I was reading the Los Angeles Times before I went to my first rock concert. Before my first PG movie, probably. I’ve been reading the Times for so long I can remember when it was conservative.

I would get the paper for my dad from the driveway every morning. Standing in bare feet on the concrete, I’d open it and scan the headlines before I brought it inside.

My addiction to news, in other words, is longstanding, and I’ve been this way for decades: reading, listening, watching, producing. Getting up with it in the morning. Inviting it into bed at night. But I have a confession to make. It is getting harder and harder to be a news junkie. That was why I was so fascinated by a similar confession from another journalist, Amanda Ripley, in a Washington Post column titled, “I stopped reading the news. Is the problem me — or the product?”

The problem is partly me. I have consumed ever larger quantities of news because it is so easy.  The internet, podcasts, my phone — news is everywhere. “The news crept into every crevice of my life,” Ripley wrote. Ditto.

But part of the problem is the stories we are being told.

Ripley says we aren’t equipped to handle news, conflict, controversy, disasters 24/7. The nonstop coverage too often leaves us agitated and anxious, yet provides us with no hope, no way we can do something about whatever the disasters are we read about. Go through any normal newspaper (of which there are fewer and fewer) and count the anxiety-producing news stories and the anger-producing commentaries. They are overwhelming.

This is why, Ripley suggests, that an estimated 40% of Americans are avoiding the news. The news industry is in crisis. This crisis extends to Catholic media as well.

At the recent Catholic Media Conference in Portland, Oregon, Notre Dame professor Timothy O’Malley gave a keynote address on the future of Catholic journalism. “The Church is experiencing a crisis related to communications,” he said. This isn’t a matter of switching from newsprint to Facebook. Rather, it is a crisis of authority that is afflicting church, state, and press.

The worry of all this, to paraphrase G.K. Chesterton, is that to distrust all traditional authority and news media does not mean one believes in nothing. Rather, it becomes more likely one might believe anything. The vacuum left in distrust’s wake is filled with fake news and distorted news. We become both more suspicious and more credulous, as recent years have shown. This is dangerous for democracy, and it is dangerous for a Church that believes its very mission of evangelization hinges on both authority and trust.

In the world of Catholic journalism, many dioceses are replacing their papers with inspirational magazines or poorly trafficked websites.
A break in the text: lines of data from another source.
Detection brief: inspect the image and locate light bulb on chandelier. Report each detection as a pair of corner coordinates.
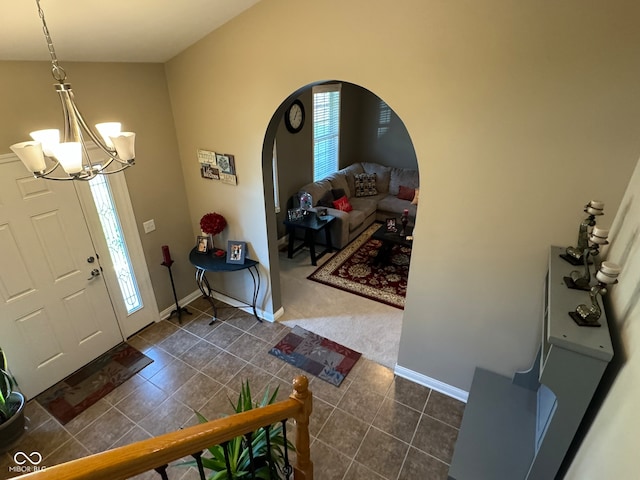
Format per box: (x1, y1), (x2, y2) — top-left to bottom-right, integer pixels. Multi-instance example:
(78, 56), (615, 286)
(10, 0), (136, 180)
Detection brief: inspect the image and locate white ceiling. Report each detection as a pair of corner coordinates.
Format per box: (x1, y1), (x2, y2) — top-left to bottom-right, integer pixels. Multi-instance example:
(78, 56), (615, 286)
(0, 0), (259, 62)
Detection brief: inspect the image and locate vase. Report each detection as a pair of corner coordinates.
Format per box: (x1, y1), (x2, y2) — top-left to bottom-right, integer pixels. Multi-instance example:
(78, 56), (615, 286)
(400, 214), (409, 237)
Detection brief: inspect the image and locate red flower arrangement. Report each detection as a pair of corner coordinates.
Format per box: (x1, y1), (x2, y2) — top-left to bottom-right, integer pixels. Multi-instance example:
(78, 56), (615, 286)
(200, 212), (227, 235)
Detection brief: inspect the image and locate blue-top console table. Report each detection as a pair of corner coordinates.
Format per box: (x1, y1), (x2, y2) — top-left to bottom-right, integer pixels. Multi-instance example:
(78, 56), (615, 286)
(189, 247), (262, 325)
(449, 247), (613, 480)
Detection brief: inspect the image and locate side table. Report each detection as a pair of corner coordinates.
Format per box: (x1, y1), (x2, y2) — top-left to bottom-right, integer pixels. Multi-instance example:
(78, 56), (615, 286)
(189, 247), (262, 325)
(284, 213), (336, 265)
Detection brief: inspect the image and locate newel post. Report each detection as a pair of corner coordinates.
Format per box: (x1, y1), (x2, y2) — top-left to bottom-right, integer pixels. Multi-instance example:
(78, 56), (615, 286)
(290, 375), (313, 480)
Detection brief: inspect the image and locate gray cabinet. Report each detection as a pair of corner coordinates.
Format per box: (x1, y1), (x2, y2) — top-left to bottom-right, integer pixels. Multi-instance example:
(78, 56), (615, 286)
(449, 247), (613, 480)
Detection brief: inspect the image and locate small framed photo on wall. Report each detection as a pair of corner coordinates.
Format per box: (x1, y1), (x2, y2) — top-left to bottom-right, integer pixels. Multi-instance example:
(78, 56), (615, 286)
(196, 235), (211, 255)
(227, 240), (247, 264)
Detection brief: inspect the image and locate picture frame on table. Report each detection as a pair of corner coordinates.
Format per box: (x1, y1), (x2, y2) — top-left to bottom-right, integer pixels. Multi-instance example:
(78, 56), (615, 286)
(196, 235), (213, 255)
(386, 218), (398, 232)
(227, 240), (247, 264)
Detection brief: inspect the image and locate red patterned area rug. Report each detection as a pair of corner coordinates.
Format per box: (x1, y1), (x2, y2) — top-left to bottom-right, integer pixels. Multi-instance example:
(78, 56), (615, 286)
(269, 325), (362, 387)
(36, 343), (153, 425)
(307, 223), (411, 309)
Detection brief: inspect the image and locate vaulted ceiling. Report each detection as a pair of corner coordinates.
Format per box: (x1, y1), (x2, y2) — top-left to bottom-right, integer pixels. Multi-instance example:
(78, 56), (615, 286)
(0, 0), (259, 63)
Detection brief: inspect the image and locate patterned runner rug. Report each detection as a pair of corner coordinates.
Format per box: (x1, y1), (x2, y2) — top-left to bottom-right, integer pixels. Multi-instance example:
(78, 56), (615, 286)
(307, 223), (411, 309)
(36, 343), (153, 425)
(269, 325), (362, 387)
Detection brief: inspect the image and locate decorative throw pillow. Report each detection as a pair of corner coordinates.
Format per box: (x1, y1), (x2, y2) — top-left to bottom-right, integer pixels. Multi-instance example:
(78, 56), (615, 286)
(398, 185), (416, 201)
(354, 173), (378, 197)
(317, 190), (335, 208)
(333, 195), (353, 212)
(331, 188), (346, 200)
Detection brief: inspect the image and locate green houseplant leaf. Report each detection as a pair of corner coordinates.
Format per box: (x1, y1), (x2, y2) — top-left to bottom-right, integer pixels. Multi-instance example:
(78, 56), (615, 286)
(178, 381), (295, 480)
(0, 348), (17, 424)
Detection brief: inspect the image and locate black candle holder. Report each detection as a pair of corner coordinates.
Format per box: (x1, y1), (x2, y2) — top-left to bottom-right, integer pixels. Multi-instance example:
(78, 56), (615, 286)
(160, 260), (191, 323)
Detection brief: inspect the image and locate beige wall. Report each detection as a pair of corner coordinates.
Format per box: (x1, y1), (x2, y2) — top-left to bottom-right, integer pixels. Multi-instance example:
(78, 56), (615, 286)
(167, 0), (640, 390)
(0, 62), (195, 310)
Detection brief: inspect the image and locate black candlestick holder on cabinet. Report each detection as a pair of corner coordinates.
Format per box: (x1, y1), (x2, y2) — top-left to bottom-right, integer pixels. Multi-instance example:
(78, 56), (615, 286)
(160, 260), (191, 323)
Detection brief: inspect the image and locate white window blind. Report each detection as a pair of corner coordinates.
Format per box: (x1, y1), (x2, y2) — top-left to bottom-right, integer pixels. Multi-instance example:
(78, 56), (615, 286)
(271, 140), (280, 213)
(312, 83), (342, 182)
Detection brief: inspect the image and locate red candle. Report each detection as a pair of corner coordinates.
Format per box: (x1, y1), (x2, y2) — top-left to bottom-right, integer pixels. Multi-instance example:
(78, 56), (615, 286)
(162, 245), (173, 265)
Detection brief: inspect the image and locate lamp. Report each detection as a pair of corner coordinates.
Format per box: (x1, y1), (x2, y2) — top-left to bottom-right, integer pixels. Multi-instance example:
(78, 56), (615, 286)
(569, 262), (621, 327)
(564, 226), (609, 290)
(10, 0), (135, 180)
(560, 200), (604, 265)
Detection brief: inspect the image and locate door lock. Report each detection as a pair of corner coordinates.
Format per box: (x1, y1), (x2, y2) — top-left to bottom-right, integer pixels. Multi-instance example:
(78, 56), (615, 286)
(87, 268), (100, 280)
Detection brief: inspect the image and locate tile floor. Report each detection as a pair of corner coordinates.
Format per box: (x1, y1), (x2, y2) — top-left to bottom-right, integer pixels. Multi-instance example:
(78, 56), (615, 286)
(0, 299), (464, 480)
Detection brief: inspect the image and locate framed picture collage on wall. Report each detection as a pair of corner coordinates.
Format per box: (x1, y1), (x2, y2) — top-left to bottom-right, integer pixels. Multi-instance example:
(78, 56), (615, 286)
(198, 149), (238, 185)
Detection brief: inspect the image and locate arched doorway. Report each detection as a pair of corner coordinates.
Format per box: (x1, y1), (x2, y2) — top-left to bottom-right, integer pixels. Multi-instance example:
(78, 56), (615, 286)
(263, 82), (418, 367)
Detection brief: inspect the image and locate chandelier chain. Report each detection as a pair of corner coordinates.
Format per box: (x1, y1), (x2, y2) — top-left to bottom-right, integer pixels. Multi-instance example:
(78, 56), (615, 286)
(36, 0), (67, 83)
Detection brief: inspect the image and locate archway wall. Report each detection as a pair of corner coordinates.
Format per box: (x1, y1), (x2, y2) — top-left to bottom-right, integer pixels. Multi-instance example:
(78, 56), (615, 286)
(166, 0), (640, 390)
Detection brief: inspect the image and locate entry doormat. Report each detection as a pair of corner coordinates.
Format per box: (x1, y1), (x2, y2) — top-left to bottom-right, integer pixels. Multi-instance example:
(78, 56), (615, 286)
(269, 325), (362, 387)
(307, 223), (411, 309)
(36, 343), (153, 425)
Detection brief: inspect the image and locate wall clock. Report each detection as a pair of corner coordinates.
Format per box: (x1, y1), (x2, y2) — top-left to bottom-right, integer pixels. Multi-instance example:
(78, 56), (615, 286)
(284, 100), (304, 133)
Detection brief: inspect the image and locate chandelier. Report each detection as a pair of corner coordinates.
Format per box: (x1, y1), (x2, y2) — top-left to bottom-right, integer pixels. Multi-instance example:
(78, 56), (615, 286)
(10, 0), (136, 180)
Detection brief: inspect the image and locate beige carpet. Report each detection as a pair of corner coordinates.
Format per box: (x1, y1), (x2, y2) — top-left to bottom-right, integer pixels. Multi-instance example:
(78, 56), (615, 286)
(278, 238), (403, 368)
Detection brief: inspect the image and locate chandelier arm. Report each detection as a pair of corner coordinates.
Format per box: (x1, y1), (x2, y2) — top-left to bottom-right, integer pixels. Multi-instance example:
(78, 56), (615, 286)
(71, 102), (133, 166)
(11, 0), (135, 181)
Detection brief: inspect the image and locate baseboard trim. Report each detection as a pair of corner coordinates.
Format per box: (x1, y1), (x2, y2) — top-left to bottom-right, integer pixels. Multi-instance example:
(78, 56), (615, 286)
(393, 364), (469, 403)
(160, 290), (276, 323)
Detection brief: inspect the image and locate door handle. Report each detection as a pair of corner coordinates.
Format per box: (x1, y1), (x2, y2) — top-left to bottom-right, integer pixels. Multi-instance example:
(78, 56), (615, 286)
(87, 268), (100, 280)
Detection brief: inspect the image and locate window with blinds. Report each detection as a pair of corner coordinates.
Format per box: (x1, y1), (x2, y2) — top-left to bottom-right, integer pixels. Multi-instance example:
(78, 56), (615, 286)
(312, 83), (342, 182)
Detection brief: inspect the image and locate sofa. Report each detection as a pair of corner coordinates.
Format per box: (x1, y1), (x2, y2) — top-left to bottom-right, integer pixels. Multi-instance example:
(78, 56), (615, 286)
(298, 162), (420, 249)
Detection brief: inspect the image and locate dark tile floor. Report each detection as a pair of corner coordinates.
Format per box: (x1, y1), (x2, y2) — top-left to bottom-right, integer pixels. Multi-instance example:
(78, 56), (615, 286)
(0, 299), (464, 480)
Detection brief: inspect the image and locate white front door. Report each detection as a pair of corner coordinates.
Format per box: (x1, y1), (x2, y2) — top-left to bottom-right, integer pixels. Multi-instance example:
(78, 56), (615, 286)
(0, 156), (123, 398)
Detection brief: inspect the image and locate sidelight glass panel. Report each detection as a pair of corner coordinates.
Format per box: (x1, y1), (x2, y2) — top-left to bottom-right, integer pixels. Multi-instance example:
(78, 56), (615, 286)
(89, 175), (142, 315)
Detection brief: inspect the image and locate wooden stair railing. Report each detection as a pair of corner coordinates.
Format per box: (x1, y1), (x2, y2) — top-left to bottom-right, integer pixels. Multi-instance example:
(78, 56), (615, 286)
(20, 375), (313, 480)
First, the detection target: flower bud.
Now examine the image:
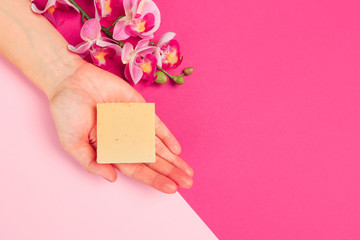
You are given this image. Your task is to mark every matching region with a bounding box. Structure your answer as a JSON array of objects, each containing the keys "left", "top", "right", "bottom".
[
  {"left": 155, "top": 71, "right": 167, "bottom": 84},
  {"left": 174, "top": 76, "right": 185, "bottom": 84},
  {"left": 184, "top": 67, "right": 194, "bottom": 75}
]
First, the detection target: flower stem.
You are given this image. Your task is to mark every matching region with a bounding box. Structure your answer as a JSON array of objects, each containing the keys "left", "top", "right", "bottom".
[
  {"left": 106, "top": 15, "right": 125, "bottom": 30},
  {"left": 69, "top": 0, "right": 91, "bottom": 20},
  {"left": 69, "top": 0, "right": 124, "bottom": 47},
  {"left": 156, "top": 66, "right": 174, "bottom": 80}
]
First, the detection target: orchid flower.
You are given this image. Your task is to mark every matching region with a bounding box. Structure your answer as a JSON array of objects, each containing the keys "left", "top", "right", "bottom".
[
  {"left": 113, "top": 0, "right": 160, "bottom": 40},
  {"left": 31, "top": 0, "right": 79, "bottom": 26},
  {"left": 154, "top": 32, "right": 183, "bottom": 69},
  {"left": 121, "top": 39, "right": 157, "bottom": 84},
  {"left": 68, "top": 19, "right": 121, "bottom": 67},
  {"left": 94, "top": 0, "right": 121, "bottom": 20}
]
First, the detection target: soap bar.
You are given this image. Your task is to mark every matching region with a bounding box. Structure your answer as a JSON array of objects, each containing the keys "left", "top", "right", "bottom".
[{"left": 97, "top": 103, "right": 155, "bottom": 163}]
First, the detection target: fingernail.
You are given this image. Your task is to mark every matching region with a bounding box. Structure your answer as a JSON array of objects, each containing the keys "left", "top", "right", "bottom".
[
  {"left": 174, "top": 145, "right": 181, "bottom": 154},
  {"left": 185, "top": 168, "right": 194, "bottom": 177},
  {"left": 164, "top": 184, "right": 177, "bottom": 193}
]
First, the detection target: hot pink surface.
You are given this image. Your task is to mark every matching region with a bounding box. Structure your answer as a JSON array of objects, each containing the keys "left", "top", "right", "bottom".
[{"left": 3, "top": 0, "right": 360, "bottom": 240}]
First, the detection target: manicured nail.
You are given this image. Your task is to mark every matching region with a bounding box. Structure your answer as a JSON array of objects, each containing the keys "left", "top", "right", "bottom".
[{"left": 164, "top": 183, "right": 177, "bottom": 193}]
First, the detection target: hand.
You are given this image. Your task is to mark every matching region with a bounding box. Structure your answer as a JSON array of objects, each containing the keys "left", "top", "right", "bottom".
[{"left": 50, "top": 62, "right": 193, "bottom": 193}]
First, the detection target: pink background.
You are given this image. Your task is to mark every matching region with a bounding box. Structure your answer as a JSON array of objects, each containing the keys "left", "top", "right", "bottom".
[{"left": 1, "top": 0, "right": 360, "bottom": 240}]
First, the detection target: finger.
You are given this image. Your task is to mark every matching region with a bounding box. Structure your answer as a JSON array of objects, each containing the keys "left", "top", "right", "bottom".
[
  {"left": 145, "top": 156, "right": 193, "bottom": 188},
  {"left": 155, "top": 137, "right": 194, "bottom": 177},
  {"left": 115, "top": 163, "right": 177, "bottom": 193},
  {"left": 64, "top": 143, "right": 117, "bottom": 182},
  {"left": 155, "top": 116, "right": 181, "bottom": 155}
]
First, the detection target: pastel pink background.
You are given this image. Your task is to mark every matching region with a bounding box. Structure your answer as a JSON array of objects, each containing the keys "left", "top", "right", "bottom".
[{"left": 1, "top": 0, "right": 360, "bottom": 240}]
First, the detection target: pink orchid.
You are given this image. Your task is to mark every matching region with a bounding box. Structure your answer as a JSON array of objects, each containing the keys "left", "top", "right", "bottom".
[
  {"left": 94, "top": 0, "right": 121, "bottom": 20},
  {"left": 113, "top": 0, "right": 160, "bottom": 40},
  {"left": 154, "top": 32, "right": 183, "bottom": 69},
  {"left": 121, "top": 39, "right": 157, "bottom": 84},
  {"left": 68, "top": 19, "right": 121, "bottom": 67},
  {"left": 31, "top": 0, "right": 79, "bottom": 26}
]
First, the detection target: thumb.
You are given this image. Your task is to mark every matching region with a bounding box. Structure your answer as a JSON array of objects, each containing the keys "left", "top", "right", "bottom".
[{"left": 64, "top": 142, "right": 117, "bottom": 182}]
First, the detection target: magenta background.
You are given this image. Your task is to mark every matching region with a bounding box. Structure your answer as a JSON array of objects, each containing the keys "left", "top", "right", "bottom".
[{"left": 3, "top": 0, "right": 360, "bottom": 240}]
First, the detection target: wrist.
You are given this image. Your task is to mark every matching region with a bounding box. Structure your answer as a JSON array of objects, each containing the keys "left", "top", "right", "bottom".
[{"left": 40, "top": 52, "right": 84, "bottom": 100}]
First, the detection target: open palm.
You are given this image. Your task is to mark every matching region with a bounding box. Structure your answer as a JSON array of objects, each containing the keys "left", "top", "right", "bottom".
[{"left": 50, "top": 62, "right": 193, "bottom": 193}]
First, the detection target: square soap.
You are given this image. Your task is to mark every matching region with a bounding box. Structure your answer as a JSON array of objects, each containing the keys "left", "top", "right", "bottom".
[{"left": 97, "top": 103, "right": 155, "bottom": 163}]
Local Catholic news is getting harder to find. (The Archdiocese of Los Angeles is a rarity in that it supports not only a magazine of news and culture, but also newsletters, a dynamic website, and active social media.)

In both the nation — where a quarter of all newspapers have folded since 2005 — and the Church, with a 40% drop, the decline of news media suggests a crisis of involvement and engagement with long-term implications.

Without using the phrase, both O’Malley and Ripley lean in the direction of something being proposed as “constructive” or “solutions journalism.”

It grows out of a concern that if all we journalists can do is describe how terrible the world is, we will continue to lose readers. We need to give people some hope, some means of responding.

For Ripley, hope is critical. “There is a way to communicate news — including very bad news — that leaves us better off as a result,” she wrote.

For O’Malley, too much of Catholic journalism has descended into “propaganda,” ideological clashes, or a kind of safe parochialism that neither offends nor interests. The answer is to engage the world, not run from it or wag a finger at it.

 “The Church is not a culture meant to be turned in upon herself, but a culture intended to be leaven for every dimension of human life,” O’Malley said. “Our neighbors’ joys and sufferings are our joys and sufferings, no matter if they’re Catholic or not.”

If journalism, Catholic or otherwise, is not just to survive but thrive, we need to get beyond stoking outrage or playing it safe by not outraging anybody. What we need is to give people a sense of their own agency, that there is hope, and they can contribute.

At its best, Catholic journalism has always tried to tell its story with truth, not propaganda, with charity, not scapegoating. The question now is if this kind of journalism can still be produced, and if it will have the support of both its publishers and its readers.